Playing right alongside the websites discoverability, Budget Bytes has some really great mapping incorporated into it’s design. Almost every single action on the website results in some type of feedback. From the main page you are given an introduction to each recipe followed by a ‘read more’ button, once you click that button it changes from black with white text, to white with black text. Also from the main page, if you click on an image for a recipe, that is also being hosted on Pinterest, the image will signify that you can ‘Pin’ that recipe to your Pinterest board. Upon a second click on that image, either the Pinterest website or app is opened, allowing the user to complete that action.

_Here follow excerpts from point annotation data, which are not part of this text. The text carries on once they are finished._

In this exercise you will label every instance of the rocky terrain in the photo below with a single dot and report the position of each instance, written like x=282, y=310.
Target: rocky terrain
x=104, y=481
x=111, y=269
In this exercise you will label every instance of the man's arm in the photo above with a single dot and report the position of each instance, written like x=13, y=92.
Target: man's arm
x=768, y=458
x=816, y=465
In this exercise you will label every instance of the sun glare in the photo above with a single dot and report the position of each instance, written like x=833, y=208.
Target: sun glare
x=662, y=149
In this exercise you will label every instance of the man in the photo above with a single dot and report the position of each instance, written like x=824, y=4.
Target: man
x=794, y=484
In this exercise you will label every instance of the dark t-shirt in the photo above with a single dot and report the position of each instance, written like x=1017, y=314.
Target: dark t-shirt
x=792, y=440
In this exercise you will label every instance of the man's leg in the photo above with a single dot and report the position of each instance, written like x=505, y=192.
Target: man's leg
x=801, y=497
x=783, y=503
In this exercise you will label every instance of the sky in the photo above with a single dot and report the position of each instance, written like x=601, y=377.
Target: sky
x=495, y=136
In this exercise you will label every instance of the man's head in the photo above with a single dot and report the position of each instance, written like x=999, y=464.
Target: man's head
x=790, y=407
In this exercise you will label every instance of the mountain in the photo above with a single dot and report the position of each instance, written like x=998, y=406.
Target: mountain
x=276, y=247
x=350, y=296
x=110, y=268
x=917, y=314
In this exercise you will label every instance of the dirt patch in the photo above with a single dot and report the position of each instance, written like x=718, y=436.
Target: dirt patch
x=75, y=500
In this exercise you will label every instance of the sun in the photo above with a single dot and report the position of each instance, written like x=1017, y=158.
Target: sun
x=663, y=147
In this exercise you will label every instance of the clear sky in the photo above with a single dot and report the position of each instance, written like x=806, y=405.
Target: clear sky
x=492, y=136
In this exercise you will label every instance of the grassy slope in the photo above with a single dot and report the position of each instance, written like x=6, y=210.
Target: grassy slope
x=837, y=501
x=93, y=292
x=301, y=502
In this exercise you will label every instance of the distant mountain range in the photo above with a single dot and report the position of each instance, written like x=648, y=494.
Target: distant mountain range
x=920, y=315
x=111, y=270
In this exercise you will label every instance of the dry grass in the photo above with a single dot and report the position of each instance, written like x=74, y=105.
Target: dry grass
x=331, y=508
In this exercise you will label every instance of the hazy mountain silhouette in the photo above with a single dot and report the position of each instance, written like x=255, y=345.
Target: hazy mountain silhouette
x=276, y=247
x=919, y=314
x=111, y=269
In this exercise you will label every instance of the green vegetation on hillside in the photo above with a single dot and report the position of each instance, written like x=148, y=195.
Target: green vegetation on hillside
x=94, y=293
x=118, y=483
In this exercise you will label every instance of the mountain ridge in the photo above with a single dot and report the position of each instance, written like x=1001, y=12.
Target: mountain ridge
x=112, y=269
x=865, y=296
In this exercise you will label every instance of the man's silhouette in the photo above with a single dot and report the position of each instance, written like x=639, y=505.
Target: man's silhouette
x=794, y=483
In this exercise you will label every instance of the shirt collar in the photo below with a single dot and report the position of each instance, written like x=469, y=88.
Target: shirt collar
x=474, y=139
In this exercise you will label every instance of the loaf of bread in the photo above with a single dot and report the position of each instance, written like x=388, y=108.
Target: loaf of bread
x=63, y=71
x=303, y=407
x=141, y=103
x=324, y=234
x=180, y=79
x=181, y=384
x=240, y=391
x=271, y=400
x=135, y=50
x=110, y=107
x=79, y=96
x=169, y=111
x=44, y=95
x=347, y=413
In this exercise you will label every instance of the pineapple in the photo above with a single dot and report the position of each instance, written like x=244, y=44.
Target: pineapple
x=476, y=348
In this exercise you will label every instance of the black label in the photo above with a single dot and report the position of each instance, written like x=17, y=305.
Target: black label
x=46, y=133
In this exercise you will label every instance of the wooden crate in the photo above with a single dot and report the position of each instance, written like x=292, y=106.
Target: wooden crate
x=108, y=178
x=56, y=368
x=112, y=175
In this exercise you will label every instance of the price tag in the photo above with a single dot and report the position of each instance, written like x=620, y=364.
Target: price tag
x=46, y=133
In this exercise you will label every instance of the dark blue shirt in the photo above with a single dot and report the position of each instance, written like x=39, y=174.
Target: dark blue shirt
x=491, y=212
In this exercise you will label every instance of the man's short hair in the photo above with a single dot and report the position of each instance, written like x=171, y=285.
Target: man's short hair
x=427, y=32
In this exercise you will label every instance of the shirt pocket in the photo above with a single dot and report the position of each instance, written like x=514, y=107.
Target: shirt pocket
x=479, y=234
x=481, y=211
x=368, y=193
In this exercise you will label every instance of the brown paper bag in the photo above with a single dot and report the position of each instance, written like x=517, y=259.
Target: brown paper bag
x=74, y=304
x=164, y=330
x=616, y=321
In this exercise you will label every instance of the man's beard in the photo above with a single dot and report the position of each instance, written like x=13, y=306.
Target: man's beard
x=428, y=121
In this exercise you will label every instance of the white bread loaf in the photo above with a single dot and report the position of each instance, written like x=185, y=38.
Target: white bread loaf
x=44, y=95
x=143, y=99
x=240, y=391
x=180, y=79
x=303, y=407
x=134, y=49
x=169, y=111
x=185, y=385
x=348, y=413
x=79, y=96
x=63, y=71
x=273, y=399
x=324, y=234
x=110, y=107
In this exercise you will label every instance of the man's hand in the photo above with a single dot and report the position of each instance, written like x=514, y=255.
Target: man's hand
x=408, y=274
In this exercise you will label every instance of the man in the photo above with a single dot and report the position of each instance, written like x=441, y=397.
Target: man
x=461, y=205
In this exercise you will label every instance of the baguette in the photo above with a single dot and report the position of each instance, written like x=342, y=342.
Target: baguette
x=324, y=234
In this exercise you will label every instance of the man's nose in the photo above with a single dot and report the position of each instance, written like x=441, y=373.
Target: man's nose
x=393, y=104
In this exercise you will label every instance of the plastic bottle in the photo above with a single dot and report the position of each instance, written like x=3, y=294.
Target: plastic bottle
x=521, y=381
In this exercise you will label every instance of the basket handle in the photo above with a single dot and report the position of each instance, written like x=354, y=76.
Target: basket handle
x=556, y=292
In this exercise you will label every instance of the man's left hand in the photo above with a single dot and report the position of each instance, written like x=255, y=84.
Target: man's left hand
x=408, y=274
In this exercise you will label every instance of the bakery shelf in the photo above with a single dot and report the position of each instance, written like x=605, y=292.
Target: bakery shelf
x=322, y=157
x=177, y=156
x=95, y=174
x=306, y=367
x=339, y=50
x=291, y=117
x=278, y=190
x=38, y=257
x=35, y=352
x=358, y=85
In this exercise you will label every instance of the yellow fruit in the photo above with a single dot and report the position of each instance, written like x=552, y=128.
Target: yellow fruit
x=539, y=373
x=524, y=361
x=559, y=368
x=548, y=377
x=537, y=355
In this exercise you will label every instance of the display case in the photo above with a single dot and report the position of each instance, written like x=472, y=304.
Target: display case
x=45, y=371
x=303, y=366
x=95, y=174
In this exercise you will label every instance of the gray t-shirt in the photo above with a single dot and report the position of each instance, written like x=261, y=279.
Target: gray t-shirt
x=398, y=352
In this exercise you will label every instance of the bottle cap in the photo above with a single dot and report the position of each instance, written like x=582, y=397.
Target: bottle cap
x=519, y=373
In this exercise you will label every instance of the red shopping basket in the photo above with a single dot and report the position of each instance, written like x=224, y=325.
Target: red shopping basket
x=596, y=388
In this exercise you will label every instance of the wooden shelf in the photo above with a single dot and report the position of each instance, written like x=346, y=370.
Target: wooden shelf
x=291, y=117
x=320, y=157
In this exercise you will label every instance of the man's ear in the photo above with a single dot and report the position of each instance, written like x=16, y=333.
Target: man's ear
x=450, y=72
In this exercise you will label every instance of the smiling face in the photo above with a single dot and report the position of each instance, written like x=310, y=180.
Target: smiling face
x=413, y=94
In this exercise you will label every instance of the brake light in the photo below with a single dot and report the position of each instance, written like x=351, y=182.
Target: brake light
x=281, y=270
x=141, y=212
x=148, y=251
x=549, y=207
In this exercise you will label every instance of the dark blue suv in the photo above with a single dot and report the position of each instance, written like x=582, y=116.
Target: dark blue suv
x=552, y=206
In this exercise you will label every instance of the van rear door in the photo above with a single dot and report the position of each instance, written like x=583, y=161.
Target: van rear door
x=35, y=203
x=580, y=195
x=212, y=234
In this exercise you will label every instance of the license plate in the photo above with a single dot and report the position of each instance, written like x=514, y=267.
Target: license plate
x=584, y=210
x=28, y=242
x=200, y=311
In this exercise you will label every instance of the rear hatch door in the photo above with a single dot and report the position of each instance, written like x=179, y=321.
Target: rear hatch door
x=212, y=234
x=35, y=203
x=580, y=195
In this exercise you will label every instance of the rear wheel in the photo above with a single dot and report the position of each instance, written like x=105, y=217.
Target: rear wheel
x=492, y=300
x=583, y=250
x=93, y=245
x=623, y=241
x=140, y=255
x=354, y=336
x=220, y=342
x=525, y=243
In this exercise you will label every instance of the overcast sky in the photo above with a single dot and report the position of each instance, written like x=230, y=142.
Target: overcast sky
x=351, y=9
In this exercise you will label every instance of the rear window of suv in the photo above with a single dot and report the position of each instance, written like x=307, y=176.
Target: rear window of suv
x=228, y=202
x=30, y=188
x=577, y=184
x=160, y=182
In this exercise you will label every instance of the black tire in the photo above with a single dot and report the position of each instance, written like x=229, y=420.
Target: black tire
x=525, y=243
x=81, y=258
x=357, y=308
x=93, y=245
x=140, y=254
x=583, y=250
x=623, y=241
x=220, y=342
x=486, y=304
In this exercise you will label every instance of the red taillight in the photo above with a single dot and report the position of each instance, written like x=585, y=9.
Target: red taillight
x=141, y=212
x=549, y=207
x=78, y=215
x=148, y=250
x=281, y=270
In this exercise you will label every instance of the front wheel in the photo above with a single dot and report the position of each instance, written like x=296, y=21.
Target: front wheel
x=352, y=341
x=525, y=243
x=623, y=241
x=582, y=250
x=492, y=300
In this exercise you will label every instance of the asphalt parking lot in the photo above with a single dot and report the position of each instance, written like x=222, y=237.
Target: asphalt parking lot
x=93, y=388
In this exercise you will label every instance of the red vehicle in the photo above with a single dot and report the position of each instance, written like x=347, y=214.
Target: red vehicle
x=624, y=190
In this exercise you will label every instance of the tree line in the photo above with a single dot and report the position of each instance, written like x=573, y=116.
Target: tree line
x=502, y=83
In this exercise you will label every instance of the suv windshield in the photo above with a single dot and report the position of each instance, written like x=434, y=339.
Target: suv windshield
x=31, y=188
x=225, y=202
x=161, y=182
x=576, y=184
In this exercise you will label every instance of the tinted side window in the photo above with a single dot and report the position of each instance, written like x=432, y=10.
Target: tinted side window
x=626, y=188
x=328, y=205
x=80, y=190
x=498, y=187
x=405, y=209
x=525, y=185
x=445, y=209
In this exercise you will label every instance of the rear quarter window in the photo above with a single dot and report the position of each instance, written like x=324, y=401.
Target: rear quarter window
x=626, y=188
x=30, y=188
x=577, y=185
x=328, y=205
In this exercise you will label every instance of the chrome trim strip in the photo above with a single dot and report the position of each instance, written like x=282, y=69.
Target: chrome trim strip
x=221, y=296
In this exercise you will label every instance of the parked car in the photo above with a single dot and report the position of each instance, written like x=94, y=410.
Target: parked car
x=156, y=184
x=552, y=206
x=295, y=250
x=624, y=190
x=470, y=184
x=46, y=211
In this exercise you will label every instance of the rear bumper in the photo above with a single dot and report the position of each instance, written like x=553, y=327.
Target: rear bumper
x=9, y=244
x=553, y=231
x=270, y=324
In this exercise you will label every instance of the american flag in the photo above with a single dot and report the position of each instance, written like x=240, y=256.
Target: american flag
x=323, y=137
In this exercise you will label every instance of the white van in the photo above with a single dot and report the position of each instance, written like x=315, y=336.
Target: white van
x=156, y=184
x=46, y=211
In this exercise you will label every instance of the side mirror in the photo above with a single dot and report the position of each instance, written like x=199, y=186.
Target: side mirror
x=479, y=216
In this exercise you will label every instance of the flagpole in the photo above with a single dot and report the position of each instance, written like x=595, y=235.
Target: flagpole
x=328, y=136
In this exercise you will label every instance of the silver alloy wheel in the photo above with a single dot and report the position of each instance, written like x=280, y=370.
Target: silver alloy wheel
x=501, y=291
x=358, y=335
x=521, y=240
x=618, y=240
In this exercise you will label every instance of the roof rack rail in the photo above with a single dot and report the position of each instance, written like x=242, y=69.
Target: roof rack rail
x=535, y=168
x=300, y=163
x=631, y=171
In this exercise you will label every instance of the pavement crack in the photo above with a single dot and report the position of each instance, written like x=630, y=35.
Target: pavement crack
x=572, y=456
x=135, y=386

The icons that afford sharing a recipe to another website immediately open the desired app with, for example, a previously constructed tweet to share that recipe with friends. Once you’ve finished sharing and return to Budget Bytes you’re greeted by feedback acknowledging that you’ve shared the recipe and thanking you for doing so. With the exception of a few icons, which appear to simply be dead links to websites no longer sponsored for sharing, every icon on the website affords this action. All icons that afford sharing also signify how many times a recipe has been shared on that platform with a smaller icon with the number of shares. 

 

 

Budget Bytes also contains a couple physical constraints, the first being navigation through the website itself. Users can only get to a page by searching for something, or clicking a link to physically change move from one page to the next. The size of the screen in which the website is being viewed is also a constraint, on a normally formatted screen the website fits together nicely, leaving everything in place and organized. If that format is changed however, it forces the the layout to change dramatically, causing advertisements and all other content on the right side of the page to the very bottom. The actual content on Budget Bytes creates a semantic constraint, by only showing an image a very small amount of recipe information the content actually affords scrolling down the page to continue reading the entire recipe.